Гнет - страница 12
Он ходил в кожаной тужурке, в каких тогда комиссары ходили, и принимал активное участие в «раскулачивании» тех людей, кто жил немного лучше других. Вел он себя в селе так, словно он тут царь и бог — многих он тогда людей из домов своих повыбрасывал.
Так вот, зашел он сюда,… вон там он стоял, — баба Киля, вяло махнув рукой, показала в открытый дверной проем, ведущий в коридор, — и стал требовать, чтобы мы ему имеющиеся в доме продукты, золото и деньги сдали. А если не сдадите по-хорошему, — говорит он, шаря своими наглыми глазами по комнате, — то будет по-плохому: я вас всех из хаты выкину.
— Боже! Боже!.. — баба Киля сжалась вся и на какое-то время замолчала, затем, взяв себя в руки, она продолжила:
Я тогда готова была его убить, гадину! Было у меня желание за вилами сбегать, да куда там — силы мои уже на исходе были. Слезы только от беспомощности по щекам текли…
Перерыли они тогда у нас в хате все вверх дном, даже комнатные цветы из горшков повырывали, сволочи — драгоценности искали… Они тогда готовы были и крошки хлеба со стола собрать и унести, лишь бы нам не достались, только не было у нас этих крошек — корой акаций мы уже тогда, как свиньи, питались да мышей, пока двигаться могли, ловили — я их вкус до сих пор помню.
Рылись они у нас в хате до поздней ночи. И представь, — уже обращаясь ко мне, баба Киля горько усмехнулась, — с пустыми руками они тогда все равно не ушли: вытащили они из дома нашу швейную машинку «Зингер», а потом Шинкарчук ко мне подошел.
— А это у тебя что? — он подбородкам указал на мои золотые сережки, которые папа с мамой мне на свадьбу подарили.
— Как, что?.. — еле проворочала я одеревеневшим языком, с испугом и злостью подумав: «Какая же я дура! Как же я раньше не догадалась снять и спрятать их куда-нибудь подальше, а еще лучше: на продукты где-нибудь обменять»…
А тот, протянув свою волосатую руку, схватил сережку и до боли в ухе ее, выворачивая, сквозь зубы зарычал:
— Что вот это?! Вот?!.. Вот?!.. Вот?!
Дед Ваня не выдержал тогда, бросился он на Шинкарчука, и в хате драка началась.

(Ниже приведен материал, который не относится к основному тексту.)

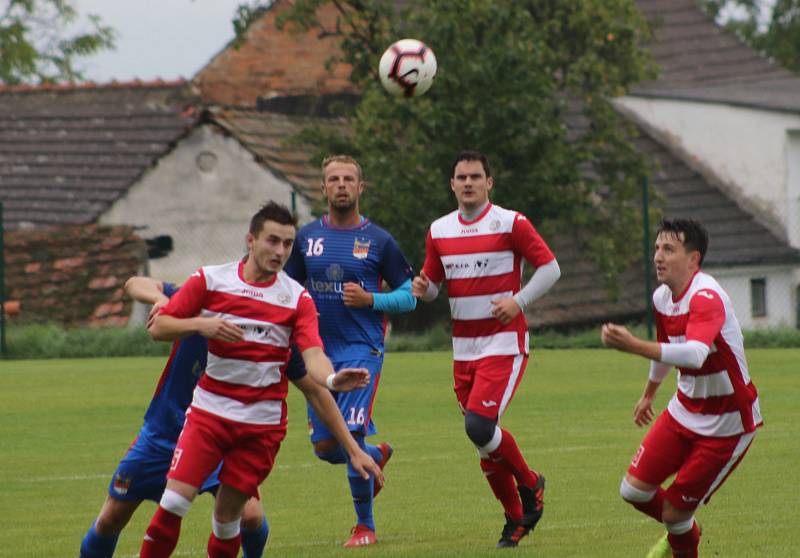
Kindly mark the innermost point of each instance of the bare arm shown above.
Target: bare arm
(320, 369)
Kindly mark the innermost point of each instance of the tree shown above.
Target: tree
(769, 26)
(35, 46)
(528, 82)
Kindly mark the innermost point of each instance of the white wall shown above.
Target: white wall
(746, 148)
(781, 285)
(203, 195)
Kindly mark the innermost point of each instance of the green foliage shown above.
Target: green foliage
(36, 46)
(777, 36)
(530, 83)
(51, 341)
(65, 424)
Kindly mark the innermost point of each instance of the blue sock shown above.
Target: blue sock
(254, 542)
(373, 452)
(334, 457)
(362, 491)
(95, 545)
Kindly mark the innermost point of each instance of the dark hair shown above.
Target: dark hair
(271, 211)
(695, 236)
(469, 155)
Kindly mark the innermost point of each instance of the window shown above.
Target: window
(758, 297)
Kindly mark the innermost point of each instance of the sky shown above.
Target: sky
(166, 39)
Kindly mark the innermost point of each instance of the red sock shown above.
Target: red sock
(161, 536)
(654, 507)
(224, 548)
(510, 457)
(685, 545)
(502, 483)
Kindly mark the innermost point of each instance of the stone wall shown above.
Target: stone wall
(72, 275)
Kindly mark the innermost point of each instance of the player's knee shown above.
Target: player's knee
(480, 430)
(252, 517)
(634, 495)
(114, 517)
(330, 451)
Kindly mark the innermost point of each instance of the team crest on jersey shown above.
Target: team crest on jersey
(121, 484)
(335, 272)
(361, 248)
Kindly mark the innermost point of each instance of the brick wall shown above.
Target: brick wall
(72, 275)
(273, 62)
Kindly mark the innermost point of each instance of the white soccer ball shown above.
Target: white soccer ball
(407, 68)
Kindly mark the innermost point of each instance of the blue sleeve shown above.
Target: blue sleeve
(169, 289)
(296, 368)
(398, 301)
(395, 269)
(296, 266)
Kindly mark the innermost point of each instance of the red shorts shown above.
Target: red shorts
(486, 386)
(702, 463)
(247, 451)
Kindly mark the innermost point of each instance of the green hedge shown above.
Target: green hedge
(49, 341)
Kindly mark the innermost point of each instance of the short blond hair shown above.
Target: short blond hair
(341, 159)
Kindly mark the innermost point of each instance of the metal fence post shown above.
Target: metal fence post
(3, 348)
(646, 254)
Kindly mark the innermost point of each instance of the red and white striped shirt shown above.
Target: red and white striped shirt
(481, 261)
(718, 399)
(245, 381)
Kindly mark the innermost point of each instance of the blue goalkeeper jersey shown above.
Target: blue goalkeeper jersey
(165, 416)
(324, 258)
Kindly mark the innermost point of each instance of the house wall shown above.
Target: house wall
(203, 195)
(748, 149)
(781, 290)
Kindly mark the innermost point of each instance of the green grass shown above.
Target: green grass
(64, 424)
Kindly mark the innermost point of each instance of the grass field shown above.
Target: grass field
(64, 424)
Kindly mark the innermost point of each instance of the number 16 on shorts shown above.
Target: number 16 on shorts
(355, 416)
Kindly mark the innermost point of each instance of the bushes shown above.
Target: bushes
(50, 341)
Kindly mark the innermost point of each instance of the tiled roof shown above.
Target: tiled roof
(265, 135)
(699, 60)
(68, 152)
(736, 239)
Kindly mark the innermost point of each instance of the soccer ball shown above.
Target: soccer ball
(407, 68)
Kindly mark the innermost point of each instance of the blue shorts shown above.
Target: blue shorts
(142, 473)
(355, 406)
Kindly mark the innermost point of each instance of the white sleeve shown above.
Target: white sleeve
(691, 354)
(432, 292)
(659, 371)
(543, 278)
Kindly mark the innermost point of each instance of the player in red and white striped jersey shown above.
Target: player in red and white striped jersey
(710, 422)
(478, 250)
(251, 312)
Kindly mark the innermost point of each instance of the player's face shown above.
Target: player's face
(270, 249)
(342, 186)
(674, 264)
(470, 184)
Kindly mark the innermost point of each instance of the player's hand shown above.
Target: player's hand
(349, 379)
(366, 466)
(420, 284)
(505, 309)
(220, 329)
(355, 296)
(615, 336)
(154, 310)
(643, 411)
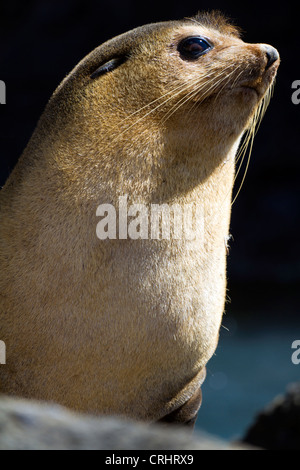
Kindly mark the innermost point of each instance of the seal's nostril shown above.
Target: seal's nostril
(272, 55)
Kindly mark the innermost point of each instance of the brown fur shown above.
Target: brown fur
(124, 326)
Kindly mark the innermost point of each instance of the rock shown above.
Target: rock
(278, 426)
(29, 425)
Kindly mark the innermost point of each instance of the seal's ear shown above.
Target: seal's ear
(108, 66)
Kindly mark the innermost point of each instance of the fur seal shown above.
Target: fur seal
(126, 325)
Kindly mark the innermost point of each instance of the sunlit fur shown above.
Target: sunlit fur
(127, 326)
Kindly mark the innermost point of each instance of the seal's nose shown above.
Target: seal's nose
(271, 54)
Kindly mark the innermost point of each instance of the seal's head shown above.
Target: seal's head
(127, 325)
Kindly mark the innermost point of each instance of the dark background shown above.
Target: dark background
(41, 41)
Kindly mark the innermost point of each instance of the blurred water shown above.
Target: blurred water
(252, 365)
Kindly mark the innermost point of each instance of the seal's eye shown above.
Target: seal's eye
(193, 47)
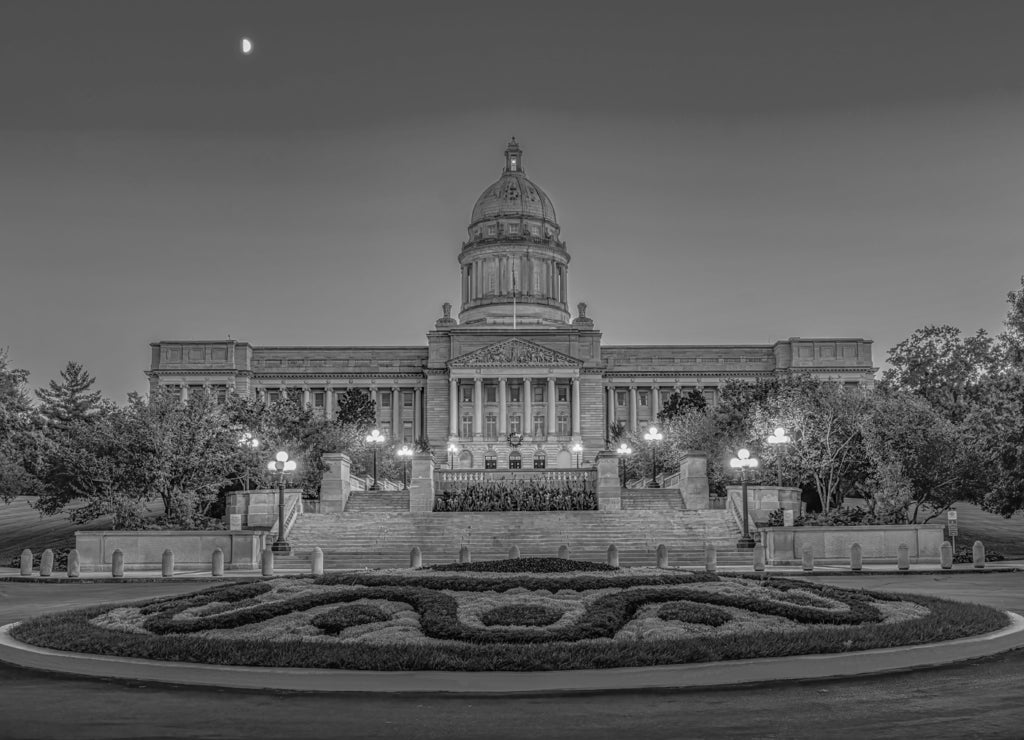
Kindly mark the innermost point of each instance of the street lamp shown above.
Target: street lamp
(404, 452)
(779, 438)
(375, 439)
(250, 442)
(623, 451)
(745, 465)
(282, 466)
(653, 436)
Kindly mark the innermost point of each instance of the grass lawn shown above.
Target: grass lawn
(442, 620)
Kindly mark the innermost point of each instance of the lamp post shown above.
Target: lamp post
(404, 452)
(653, 436)
(250, 442)
(282, 466)
(745, 465)
(623, 451)
(780, 439)
(375, 439)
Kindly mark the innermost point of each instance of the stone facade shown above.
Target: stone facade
(514, 380)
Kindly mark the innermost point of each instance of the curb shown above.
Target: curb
(695, 676)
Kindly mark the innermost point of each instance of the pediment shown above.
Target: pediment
(514, 353)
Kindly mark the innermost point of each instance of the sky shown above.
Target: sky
(724, 172)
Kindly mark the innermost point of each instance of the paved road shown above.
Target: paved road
(984, 699)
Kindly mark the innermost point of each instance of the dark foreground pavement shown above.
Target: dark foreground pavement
(983, 699)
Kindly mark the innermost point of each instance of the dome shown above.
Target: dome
(513, 194)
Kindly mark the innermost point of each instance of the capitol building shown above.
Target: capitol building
(514, 380)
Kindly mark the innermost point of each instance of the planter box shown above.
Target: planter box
(879, 543)
(193, 551)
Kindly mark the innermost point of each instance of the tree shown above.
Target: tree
(70, 400)
(679, 403)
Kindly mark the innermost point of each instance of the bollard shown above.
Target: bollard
(46, 564)
(74, 564)
(808, 556)
(711, 558)
(612, 556)
(217, 565)
(903, 557)
(759, 558)
(978, 553)
(167, 564)
(946, 556)
(856, 557)
(26, 562)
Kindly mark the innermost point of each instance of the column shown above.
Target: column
(633, 408)
(610, 409)
(527, 407)
(552, 428)
(395, 415)
(502, 408)
(418, 414)
(454, 407)
(477, 406)
(576, 406)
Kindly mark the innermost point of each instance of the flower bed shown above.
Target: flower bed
(438, 620)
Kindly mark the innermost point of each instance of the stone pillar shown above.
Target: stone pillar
(502, 407)
(527, 407)
(633, 408)
(454, 407)
(609, 491)
(576, 406)
(552, 428)
(336, 484)
(477, 406)
(693, 480)
(421, 484)
(418, 414)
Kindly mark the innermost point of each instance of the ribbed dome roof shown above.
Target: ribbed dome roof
(513, 193)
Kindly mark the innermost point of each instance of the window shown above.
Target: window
(563, 425)
(539, 426)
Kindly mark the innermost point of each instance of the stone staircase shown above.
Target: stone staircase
(383, 539)
(652, 499)
(365, 502)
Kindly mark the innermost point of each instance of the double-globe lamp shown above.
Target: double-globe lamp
(745, 465)
(282, 466)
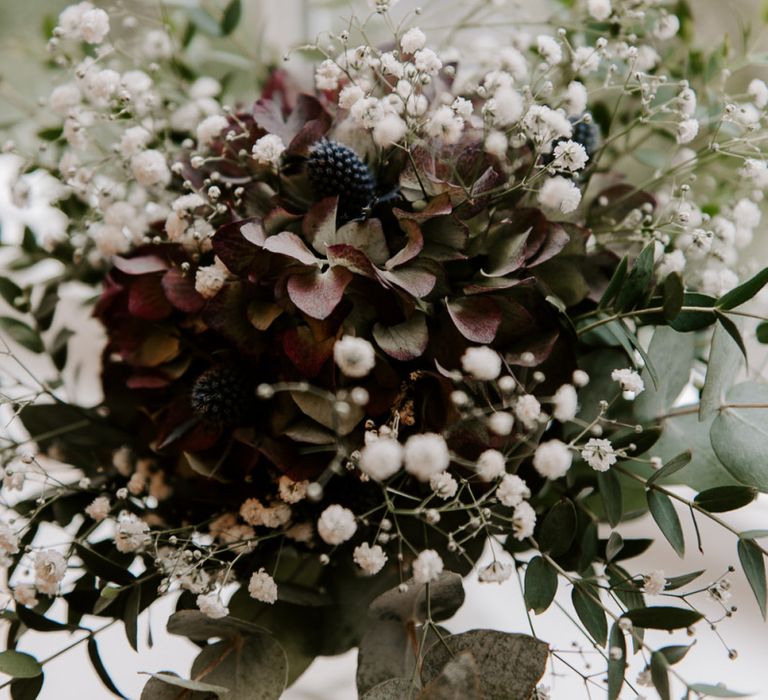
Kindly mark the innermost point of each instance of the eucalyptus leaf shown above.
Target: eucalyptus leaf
(540, 585)
(662, 617)
(752, 562)
(19, 665)
(590, 612)
(511, 664)
(663, 512)
(739, 434)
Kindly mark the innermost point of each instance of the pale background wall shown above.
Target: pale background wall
(69, 677)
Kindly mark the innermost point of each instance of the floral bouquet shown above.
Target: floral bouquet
(444, 302)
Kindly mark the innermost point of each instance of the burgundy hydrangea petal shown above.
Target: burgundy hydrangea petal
(180, 291)
(147, 300)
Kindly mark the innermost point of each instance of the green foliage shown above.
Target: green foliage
(752, 562)
(663, 512)
(540, 584)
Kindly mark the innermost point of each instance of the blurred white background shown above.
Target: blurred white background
(285, 23)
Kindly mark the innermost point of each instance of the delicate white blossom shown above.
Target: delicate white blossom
(262, 587)
(552, 459)
(425, 455)
(599, 454)
(370, 559)
(336, 524)
(427, 567)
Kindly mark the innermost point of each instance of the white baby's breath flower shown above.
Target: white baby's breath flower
(629, 381)
(570, 156)
(549, 49)
(758, 91)
(262, 587)
(150, 168)
(523, 521)
(98, 509)
(268, 149)
(443, 485)
(527, 411)
(425, 455)
(210, 604)
(413, 40)
(210, 129)
(687, 130)
(382, 458)
(490, 465)
(496, 572)
(560, 194)
(336, 524)
(131, 534)
(355, 357)
(599, 454)
(50, 567)
(565, 403)
(585, 60)
(327, 75)
(655, 582)
(512, 491)
(427, 567)
(389, 130)
(501, 423)
(599, 9)
(575, 99)
(552, 459)
(370, 559)
(210, 279)
(483, 363)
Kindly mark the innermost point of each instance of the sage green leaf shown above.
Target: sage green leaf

Я от греха подальше сняла с себя те сережки и кричу ему: «На, возьми!!!»… А Шинкарчук и прихлебатели его уже остановиться не могли: били они тогда деда Ваню минут десять. Он после этого больше месяца руку не мог поднять — вывихнули ему тогда руку, да и лицо у него все распухшим долго было. Хорошо еще, что его не забрали тогда…
Там, в хате, — обращаясь ко мне, сказала баба Киля, — висит мой портрет — это я сразу после свадьбы в Николаеве сфотографировалась, мы тогда с твоим дедом Ваней туда на рынок дорожками торговать ездили. Так там, на той фотографии я в тех сережках… Красивые были сережки, — потупившись, тихим голосом добавила она. Некоторое время она молчала, затем, обращаясь ко мне, вновь заговорила:
Представляешь, внучек, вокруг села на полях колосится пшеница, которую мы же сами и посадили, и которою нам, даже умирая от голода, трогать, было нельзя. «Это для рабочего класса, — постоянно говорили нам, когда мы, уходя с поля домой, выворачивали перед охранниками свои карманы, — он, дескать, нам светлое будущее строит». А люди тогда, не в силах дождаться этого светлого будущего, уже мучаясь от голода, по ночам на эти охраняемые поля, как к врагу за линию фронта с ножничками вынуждены были ходить. И не дай Бог охранникам попасться: за срезанные колоски или за жменьку зерна в кармане немедленно уголовные дела возбуждались, и этих голодных людей к расстрелу приговаривали,… в лучшем случае — к десяти годам лагерей.
А к осени 1932 года из колхоза уже не только все фуражное зерно нового урожая было вывезено, но даже посевной фонд, приготовленный для следующего года, со складов увезли куда-то.
Боже,… Боже…
Этой же осенью мы все крохи от макухи, что раньше корове давали — в сарае поподбирали, и кошку нашу Мурку съели, — вновь тихим голосом заговорила баба Киля, — а потом мы и до нашей собаки Жучка добрались. Мы ели бурьян, листья и кору, содранную с деревьев, варили лободу, собранную в полях, лягушек и крыс,… все, что двигаться могло, мы тогда ели, но все равно мы быстро слабели.